# Good Ol' Petco



## Buggy (Oct 17, 2006)

Here is just one more example of my local Petcos' incompatance.

I went there a couple of days ago to get some medicated food for my fish (I have possible internal bacterial infection in some dwarf Gouramis). I didn't want to treat the whole tank since the other fish have no symptoms so I was going to go with the food.
I searched the whole food section and couldn't find it so I asked one of the store associates about it, just incase they had it in another section or something. He didn't know so he grabbed another associate. Not only did TWO fish department workers not know if they carried it, neither one of them had never even HEARD of it! The older guy even tried to tell me that he didn't think there even was such a thing. 
:withstup: 

He told me to call back another day and talk to the regular fish department head and maybe he could tell me what to mix in the regular food that would help.:roll:

I sooooo wanted to tell them "Let me at your computer and I'll SHOW you that there is such a product and some GOOD fish stores that carry it!" :chair:

I'm sure there are other petco stores around the country that are better then this one but if I had any other choice for buying fish supplies near me this one would never see my face again. :razz:


----------



## trashion (Aug 24, 2007)

when i worked at petco, the medicated food was just these drops you squeeze into the water, and the fish grab them. it's located in the medicine section, not the food


----------



## Buggy (Oct 17, 2006)

I looked there. It wasn't there either. lol


----------



## jones57742 (Sep 8, 2007)

Deleted.

Sorry, jones. It wasn't all that bad, but it was all that pointless.


----------



## Fishfirst (Jan 24, 2005)

Eh... doesn't surprise me one bit... I get stories like this all the time about our neighboring petcos... plus there is a good chance that something like that wasn't even there... even though its very useful... they just suck.


----------



## SueM (Jan 23, 2004)

Morning Buggy, I work as an Aquatics Specialist for Petco here, and I'm very proud of our store and people. It bothers me a lot when I how other stores are terrible. Just thought you'd like to know I send this whole thread to the P.R. department ;-)


----------



## Fishfirst (Jan 24, 2005)

oh gosh there goes my job!!! hahahah


----------



## Buggy (Oct 17, 2006)

thanks Sue thats great. Someone with pull needs to give the Head Department a heads up on some of their stores. Even a few bad stores around the country makes the whole chain look bad. 
Ours used to be pretty good but in the last 3-4months or so it has went down a lot. 
Hope they can get something done cuz this is really the only choice I have for fish supplies.


----------



## Fishfirst (Jan 24, 2005)

unfortunately its more like 75% are poorly run... I've gone to a lot of them before my time as an employee... none of them impressed me, and none of the employees did either.
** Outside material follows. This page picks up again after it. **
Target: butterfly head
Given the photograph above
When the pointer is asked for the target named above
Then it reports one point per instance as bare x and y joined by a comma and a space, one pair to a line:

Basically it comes to poor training and poor tank care and poor vendor responsibility. Coorporate wants everything STERILE, not a single spot of algae (even though some is very beneficial) and its policies were obviously made in the stone age of aquarium keeping. As a company they shouldn't have fish for sale period. Half of my day consists of trying to keep infections from spreading because of bad husbandry practices and policies.


----------



## SueM (Jan 23, 2004)

Unfortunately FF, it will take the dedication of the few of us, to change the habits of many.
I have already gotten my DM to change the stupid planogram to benefit the health of the fish.
Healthy fish are more impressive then ridiculas red, white & blue gravel.
And who the heck puts lemon Tetras with Tiger Barbs :-x


----------



## TheOldSalt (Jan 28, 2005)

Hey, you think that's bad, I can think of something far worse. Not even Petco would stoop so low as what WalMart is gonna pull this coming month. I'll spill the bean about that when I get back, but for now I'm going over there to try one last time to get through to some idiot in charge.


----------



## Ice (Sep 25, 2006)

Baby_Baby said:


> Thanks for the dose of suspense this morning, TOS :chair:


ROFLMAO !! Now everybody's in suspense ........


----------



## TheOldSalt (Jan 28, 2005)

Well, I'm back, and my trip was in vain.

February's fish-of-the-month is an especially heinous choice.

Valentine's Day, you see...

Starting probably today in most locations, the new fish-of-the-month will be revealed as:

Those red parrot cichlids which not only have little hearts tattooed on them, but which have had their tails cut off in order to make them look like little swimming hearts.

*sigh*

This is the last straw. Something has to be done.
How can we harness the awesome power of the internet to let WalMart know just how badly they screwed up this time, lest there be a _next_ time, and a next, and a next... If they get away with this, they'll just do it again.

Contacting the persons responsible is nigh impossible. They are insulated from inquiries from the public and even from Walmart associates. Every email I sent just bounced back as undeliverale, even though I know full well that they're good addresses.

Working from the inside has produced no results. It's time for outside action. What KIND of action? I don't really know, but we have to think of something.


----------



## Fishfirst (Jan 24, 2005)

"And who the heck puts lemon Tetras with Tiger Barbs"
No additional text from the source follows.